Question: My client is 73, and has a substantial IRA balance. She wants to make a transfer from her IRA to a charitable gift annuity (CGA). Will the transfer be subject to federal income tax?
Charitable IRA Rollover first became available under the Pension Protection Act of 2006. That Act made it possible for IRA owners over the age of 70-1/2 to transfer up to $100,000 per year from their IRAs directly to a public charity without having to report it as taxable income. In addition to not being included in taxable income, the amount transferred did count towards the Required Minimum Distribution (RMD) for the account owner.

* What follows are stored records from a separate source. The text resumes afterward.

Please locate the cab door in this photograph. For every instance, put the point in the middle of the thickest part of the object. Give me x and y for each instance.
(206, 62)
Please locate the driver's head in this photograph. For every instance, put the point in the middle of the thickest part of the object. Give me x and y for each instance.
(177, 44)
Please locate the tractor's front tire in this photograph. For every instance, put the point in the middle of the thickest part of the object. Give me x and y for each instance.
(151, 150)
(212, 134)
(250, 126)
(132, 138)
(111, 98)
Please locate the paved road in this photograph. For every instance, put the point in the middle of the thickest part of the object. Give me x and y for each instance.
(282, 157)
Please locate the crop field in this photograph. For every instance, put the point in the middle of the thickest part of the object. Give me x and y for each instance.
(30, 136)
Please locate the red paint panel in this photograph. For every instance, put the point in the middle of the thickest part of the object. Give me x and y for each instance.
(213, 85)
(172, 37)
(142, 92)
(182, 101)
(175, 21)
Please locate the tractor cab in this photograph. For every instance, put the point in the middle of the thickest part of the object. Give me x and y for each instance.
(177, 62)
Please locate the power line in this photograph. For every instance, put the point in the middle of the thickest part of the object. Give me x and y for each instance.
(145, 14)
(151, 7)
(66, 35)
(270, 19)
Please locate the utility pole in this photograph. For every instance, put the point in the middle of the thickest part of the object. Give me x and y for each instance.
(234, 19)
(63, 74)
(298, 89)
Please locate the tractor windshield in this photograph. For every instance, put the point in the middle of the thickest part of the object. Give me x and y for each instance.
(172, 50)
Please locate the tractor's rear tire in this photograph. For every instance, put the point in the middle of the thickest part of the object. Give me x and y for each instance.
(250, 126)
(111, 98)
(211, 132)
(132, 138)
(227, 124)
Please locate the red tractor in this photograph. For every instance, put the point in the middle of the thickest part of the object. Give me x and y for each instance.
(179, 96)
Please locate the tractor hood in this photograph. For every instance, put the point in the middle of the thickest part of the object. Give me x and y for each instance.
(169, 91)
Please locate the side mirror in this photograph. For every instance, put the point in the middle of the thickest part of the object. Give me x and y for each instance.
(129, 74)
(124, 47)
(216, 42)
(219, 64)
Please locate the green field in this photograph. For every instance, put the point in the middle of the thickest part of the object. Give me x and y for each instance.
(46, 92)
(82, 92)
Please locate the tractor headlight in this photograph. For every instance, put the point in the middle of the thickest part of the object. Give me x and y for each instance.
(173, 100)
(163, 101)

The Charitable IRA Rollover opportunity has been extended multiple times, but it is currently scheduled to expire at the end of this year.
Here are the requirements for doing a Charitable IRA Rollover:
- · The IRA owner must be age 70-1/2 or older on the date of the gift.
- · The gift is limited to $100,000 per taxpayer per year.
- · The gift must be made directly from the IRA custodian to the charitable organization.
- · The gift must be made to a public charity and may not be made to a donor advised fund or supporting organization.
- · The gift must be a current outright gift and the donor may receive no benefits in exchange for the gift (i.e. no gift annuity).
- · The gift must be made from IRA funds that would have constituted taxable distributions.
In this case, the proposed transfer is for a gift annuity, rather than directly to a charitable organization, so the direct transfer is not allowed. If the taxpayer proceeds with the CGA, she will pay tax on the entire amount of the distribution, and may have a partly offsetting tax deduction for the charitable gift.